Entz closes his article by challenging the reader to find where it’s “illegal to uphold the law that’s already on the books.” Luckily for him, there’s three grounds under which this law is clearly unconstitutional.  The first is the Supremacy Clause of the Constitution. Popularly known by giving federal legislation priority over state law, the clause also gives the federal government exclusive power to deal with other countries … including in immigration law. The city of Dallas tried passing laws to crack down on illegal immigrants in 2008, only to be ruled unconstitutional by US District Judge Jane Boyle. In her decision, Boyle wrote “Ordinance 2952 is a regulation of immigration and is preempted by the Supremacy Clause of the United States Constitution because the authority to regulate immigration is exclusively a federal power.”

Certainly the precedent outlined above is enough reason for the law to be ruled unconstitutional, but it isn’t the only reason. The bill’s verbiage dictates that a police officer is allowed to ask for papers if there is “reasonable suspicion” that a person is an illegal immigrant. What, exactly, constitutes reasonable suspicion? Thankfully, the court case Terry v. Ohio (1967) states that reasonable suspicion can be established only with “specific and articulable facts,” that is, any officer in the same circumstance should make the same decision because there is an objective standard for it rather than “just a hunch.” Unfortunately, “just a hunch” is all the bill has to rely on. There is no objective standard for what constitutes “reasonable suspicion” when determining if someone is an illegal immigrant; unless we’re basing it upon color or nationality, which as we established above is a violation of the 14th Amendment.

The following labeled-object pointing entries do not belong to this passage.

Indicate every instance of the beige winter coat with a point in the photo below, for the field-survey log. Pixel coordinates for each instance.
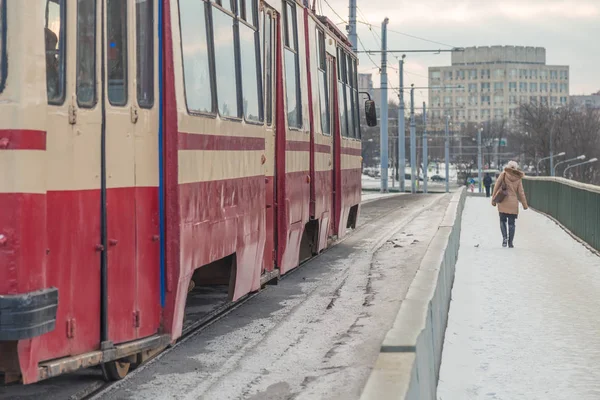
(514, 188)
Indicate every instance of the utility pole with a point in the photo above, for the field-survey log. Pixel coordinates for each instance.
(479, 162)
(425, 155)
(352, 25)
(447, 154)
(384, 109)
(413, 141)
(401, 130)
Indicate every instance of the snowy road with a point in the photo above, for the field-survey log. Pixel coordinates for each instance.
(523, 322)
(315, 335)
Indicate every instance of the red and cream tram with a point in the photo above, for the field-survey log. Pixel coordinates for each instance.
(150, 146)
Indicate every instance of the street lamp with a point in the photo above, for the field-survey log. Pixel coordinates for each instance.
(577, 165)
(547, 158)
(578, 158)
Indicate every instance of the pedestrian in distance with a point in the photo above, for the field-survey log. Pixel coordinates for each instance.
(487, 182)
(507, 194)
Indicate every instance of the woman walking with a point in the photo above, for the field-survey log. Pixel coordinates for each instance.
(509, 186)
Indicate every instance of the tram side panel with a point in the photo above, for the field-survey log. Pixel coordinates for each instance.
(220, 147)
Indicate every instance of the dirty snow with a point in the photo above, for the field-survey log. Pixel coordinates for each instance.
(317, 333)
(524, 323)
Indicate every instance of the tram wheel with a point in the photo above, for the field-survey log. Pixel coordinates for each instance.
(115, 370)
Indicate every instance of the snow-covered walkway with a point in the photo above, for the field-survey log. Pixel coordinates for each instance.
(524, 323)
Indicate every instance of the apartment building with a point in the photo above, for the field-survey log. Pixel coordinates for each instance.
(486, 83)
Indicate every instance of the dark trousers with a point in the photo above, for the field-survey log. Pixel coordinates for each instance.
(510, 232)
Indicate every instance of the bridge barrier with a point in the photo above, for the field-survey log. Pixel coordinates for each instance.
(576, 206)
(408, 364)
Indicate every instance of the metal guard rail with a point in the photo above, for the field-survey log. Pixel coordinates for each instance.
(575, 205)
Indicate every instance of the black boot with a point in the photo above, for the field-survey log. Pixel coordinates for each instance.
(511, 235)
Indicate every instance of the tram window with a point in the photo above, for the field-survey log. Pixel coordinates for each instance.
(194, 50)
(144, 31)
(292, 81)
(322, 76)
(250, 75)
(117, 52)
(225, 69)
(268, 35)
(86, 53)
(54, 31)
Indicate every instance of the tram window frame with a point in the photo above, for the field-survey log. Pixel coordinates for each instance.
(60, 52)
(291, 50)
(268, 66)
(323, 84)
(79, 45)
(256, 82)
(144, 53)
(238, 115)
(209, 61)
(3, 52)
(122, 22)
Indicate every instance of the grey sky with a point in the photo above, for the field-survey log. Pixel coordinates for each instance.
(568, 29)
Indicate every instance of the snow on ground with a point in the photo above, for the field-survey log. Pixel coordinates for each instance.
(523, 322)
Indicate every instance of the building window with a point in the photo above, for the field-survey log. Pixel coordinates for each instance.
(292, 67)
(564, 88)
(522, 87)
(523, 74)
(144, 31)
(86, 53)
(194, 49)
(116, 52)
(533, 73)
(55, 50)
(533, 87)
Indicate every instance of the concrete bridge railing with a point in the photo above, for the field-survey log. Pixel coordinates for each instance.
(576, 206)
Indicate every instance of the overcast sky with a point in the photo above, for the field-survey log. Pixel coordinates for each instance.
(568, 29)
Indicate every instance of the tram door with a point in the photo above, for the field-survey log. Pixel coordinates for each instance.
(270, 48)
(131, 168)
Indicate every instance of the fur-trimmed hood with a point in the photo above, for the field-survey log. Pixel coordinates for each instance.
(513, 175)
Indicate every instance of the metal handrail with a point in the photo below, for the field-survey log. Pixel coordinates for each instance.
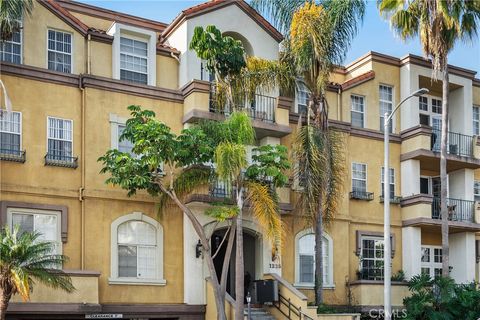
(458, 144)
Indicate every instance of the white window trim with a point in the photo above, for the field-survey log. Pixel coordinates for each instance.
(71, 51)
(393, 120)
(330, 283)
(366, 176)
(21, 129)
(58, 214)
(48, 132)
(364, 124)
(118, 30)
(114, 278)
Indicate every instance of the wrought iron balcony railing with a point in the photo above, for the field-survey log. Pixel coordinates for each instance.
(458, 144)
(13, 155)
(58, 160)
(361, 195)
(458, 210)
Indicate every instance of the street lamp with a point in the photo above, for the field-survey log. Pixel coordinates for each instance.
(387, 274)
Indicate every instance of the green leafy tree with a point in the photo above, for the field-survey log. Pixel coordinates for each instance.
(25, 259)
(318, 34)
(187, 159)
(440, 24)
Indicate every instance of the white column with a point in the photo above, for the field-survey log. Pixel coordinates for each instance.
(410, 177)
(193, 271)
(462, 256)
(411, 250)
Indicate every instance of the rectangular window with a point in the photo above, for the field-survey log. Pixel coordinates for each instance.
(11, 50)
(60, 139)
(59, 51)
(372, 258)
(431, 260)
(392, 181)
(386, 106)
(358, 111)
(359, 177)
(476, 120)
(437, 106)
(10, 133)
(133, 60)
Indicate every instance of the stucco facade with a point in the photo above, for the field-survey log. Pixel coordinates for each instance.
(94, 97)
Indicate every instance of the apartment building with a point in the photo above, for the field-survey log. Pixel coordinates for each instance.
(73, 69)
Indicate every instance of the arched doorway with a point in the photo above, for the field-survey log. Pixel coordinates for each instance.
(252, 255)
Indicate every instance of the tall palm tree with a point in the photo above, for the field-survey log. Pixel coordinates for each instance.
(318, 34)
(439, 25)
(11, 14)
(25, 259)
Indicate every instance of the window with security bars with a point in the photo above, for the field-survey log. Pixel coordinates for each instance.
(306, 260)
(431, 261)
(133, 60)
(60, 139)
(10, 132)
(59, 51)
(392, 181)
(372, 261)
(386, 106)
(137, 250)
(358, 111)
(11, 49)
(476, 120)
(359, 177)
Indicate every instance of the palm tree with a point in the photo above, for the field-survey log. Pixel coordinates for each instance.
(11, 14)
(439, 24)
(25, 259)
(318, 34)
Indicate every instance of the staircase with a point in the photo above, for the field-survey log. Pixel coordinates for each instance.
(258, 314)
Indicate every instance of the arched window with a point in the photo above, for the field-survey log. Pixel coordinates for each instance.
(137, 250)
(305, 259)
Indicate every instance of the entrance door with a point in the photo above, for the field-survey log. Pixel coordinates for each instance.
(249, 259)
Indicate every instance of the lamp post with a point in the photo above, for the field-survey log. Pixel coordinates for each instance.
(387, 290)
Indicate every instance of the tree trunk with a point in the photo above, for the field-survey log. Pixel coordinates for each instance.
(319, 254)
(443, 174)
(239, 265)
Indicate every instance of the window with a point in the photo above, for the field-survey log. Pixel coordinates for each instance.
(60, 139)
(386, 106)
(305, 259)
(392, 181)
(47, 223)
(476, 120)
(302, 97)
(436, 106)
(137, 250)
(371, 262)
(476, 190)
(359, 177)
(431, 262)
(10, 133)
(11, 50)
(59, 51)
(358, 111)
(133, 60)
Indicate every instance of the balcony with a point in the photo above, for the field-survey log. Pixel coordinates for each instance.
(423, 143)
(12, 155)
(361, 195)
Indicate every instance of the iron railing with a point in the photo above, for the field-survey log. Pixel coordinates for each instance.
(292, 312)
(58, 160)
(458, 210)
(259, 107)
(361, 195)
(13, 155)
(458, 144)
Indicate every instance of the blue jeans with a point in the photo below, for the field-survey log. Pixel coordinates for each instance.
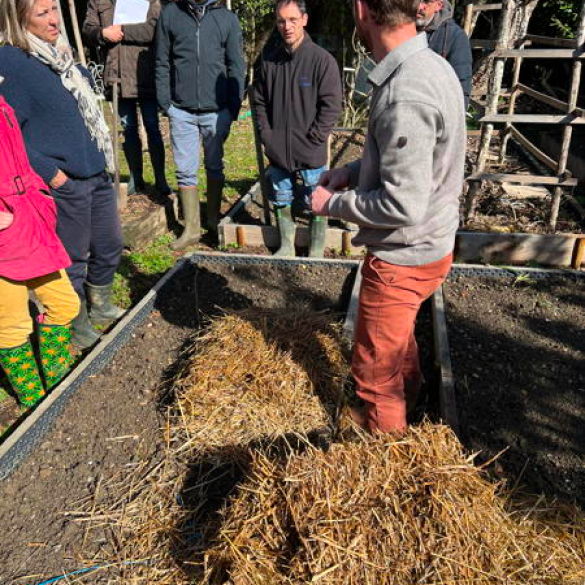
(187, 131)
(88, 224)
(283, 183)
(128, 111)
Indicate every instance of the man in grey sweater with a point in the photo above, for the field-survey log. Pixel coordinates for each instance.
(404, 196)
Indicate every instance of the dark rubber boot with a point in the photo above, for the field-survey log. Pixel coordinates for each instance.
(83, 335)
(55, 351)
(102, 310)
(286, 229)
(318, 234)
(190, 203)
(214, 195)
(22, 371)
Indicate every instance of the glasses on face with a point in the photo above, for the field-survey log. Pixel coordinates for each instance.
(282, 22)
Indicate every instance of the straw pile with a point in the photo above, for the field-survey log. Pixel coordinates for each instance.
(235, 501)
(384, 512)
(259, 374)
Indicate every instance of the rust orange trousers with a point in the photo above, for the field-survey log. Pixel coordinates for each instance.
(385, 362)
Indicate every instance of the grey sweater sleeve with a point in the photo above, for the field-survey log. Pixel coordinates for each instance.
(405, 134)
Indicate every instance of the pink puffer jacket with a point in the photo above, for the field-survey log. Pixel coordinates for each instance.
(29, 247)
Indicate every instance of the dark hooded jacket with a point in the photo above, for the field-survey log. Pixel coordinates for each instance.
(199, 62)
(298, 99)
(449, 40)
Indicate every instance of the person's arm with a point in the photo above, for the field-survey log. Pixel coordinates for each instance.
(162, 64)
(406, 134)
(235, 67)
(329, 102)
(459, 56)
(260, 105)
(92, 27)
(143, 33)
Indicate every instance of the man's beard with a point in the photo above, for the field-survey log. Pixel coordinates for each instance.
(423, 21)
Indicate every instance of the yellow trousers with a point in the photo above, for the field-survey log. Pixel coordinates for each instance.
(55, 292)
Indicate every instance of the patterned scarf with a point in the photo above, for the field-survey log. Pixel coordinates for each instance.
(60, 59)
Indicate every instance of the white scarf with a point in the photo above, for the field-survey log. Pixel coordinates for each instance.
(59, 58)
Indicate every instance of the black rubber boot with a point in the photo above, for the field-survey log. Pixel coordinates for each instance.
(286, 228)
(190, 204)
(318, 234)
(102, 310)
(214, 195)
(83, 335)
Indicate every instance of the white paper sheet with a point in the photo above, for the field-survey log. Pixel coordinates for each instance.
(131, 11)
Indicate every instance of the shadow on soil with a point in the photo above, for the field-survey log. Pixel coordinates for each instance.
(523, 391)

What is the Governor of Arizona’s opinion? “We have to trust our law enforcement,” Gov. Jan Brewer said. Sorry, Jan, that’s not constitutional, either. As Justice Potter Stewart wrote in his concurrent decision on Beck v. Ohio (1964) , “Good faith on the part of the arresting officer is not enough. If subjective good faith alone were the test, the protections of the Fourth Amendment would evaporate, and the people would be secure in their persons … only in the discretion of police.”

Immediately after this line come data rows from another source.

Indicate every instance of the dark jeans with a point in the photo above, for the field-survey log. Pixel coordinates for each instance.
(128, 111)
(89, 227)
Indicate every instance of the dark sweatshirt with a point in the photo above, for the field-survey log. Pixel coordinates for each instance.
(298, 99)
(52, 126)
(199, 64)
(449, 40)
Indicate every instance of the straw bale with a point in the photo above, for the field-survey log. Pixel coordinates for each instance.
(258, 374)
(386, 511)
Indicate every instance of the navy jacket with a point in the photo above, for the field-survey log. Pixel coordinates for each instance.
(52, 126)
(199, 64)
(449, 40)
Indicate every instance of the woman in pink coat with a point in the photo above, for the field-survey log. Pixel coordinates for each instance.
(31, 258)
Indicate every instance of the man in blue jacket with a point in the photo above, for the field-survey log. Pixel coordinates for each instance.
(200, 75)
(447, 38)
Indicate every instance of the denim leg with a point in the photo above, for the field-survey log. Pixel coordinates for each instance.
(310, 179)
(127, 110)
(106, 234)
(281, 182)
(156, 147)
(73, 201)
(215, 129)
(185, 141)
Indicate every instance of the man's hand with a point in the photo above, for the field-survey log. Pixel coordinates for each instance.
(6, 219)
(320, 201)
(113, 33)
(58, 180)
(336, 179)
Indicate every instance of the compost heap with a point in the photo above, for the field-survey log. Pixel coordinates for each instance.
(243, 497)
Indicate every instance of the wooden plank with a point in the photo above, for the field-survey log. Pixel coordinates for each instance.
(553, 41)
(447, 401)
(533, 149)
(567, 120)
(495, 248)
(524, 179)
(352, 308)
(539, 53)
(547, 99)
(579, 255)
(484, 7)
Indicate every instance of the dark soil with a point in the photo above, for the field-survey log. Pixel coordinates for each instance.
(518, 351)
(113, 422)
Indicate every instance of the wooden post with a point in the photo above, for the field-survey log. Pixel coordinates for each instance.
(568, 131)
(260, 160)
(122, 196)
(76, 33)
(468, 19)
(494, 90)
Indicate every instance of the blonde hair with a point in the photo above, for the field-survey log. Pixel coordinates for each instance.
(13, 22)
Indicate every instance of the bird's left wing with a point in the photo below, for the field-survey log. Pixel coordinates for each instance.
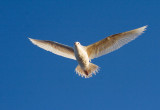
(112, 43)
(55, 48)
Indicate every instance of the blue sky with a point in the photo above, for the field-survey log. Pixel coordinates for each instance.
(34, 79)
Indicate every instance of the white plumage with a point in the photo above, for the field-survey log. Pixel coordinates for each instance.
(84, 54)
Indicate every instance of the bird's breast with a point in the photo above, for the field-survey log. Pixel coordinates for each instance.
(81, 56)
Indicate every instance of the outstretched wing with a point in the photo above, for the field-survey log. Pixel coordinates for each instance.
(112, 43)
(55, 48)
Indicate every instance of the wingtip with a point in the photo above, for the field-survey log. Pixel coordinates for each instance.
(142, 29)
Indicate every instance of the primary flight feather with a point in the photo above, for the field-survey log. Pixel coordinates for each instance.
(84, 54)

Gov. Brewer’s own party appears uncomfortable with the bill’s passing, as well; Karl Rove, former chief strategist of President Bush, conceded that the law had “constitutional problems.” Lindsey Graham, South Carolina’s outspoken and staunchly conservative senator, also remarked that “they’ll have a hard time upholding this law.” Even Jeb Bush, brother of the former President and former Republican governor of Florida, made vocal his opposition to the bill, noting the issues with civil liberties it obviously presents.

Illegal immigration is a serious problem to our country — that much everyone can agree on. Dealing with the problem by propagating racism and tearing the civil liberties afforded by our Constitution to shreds in the process, however, is politically irresponsible and morally reprehensible.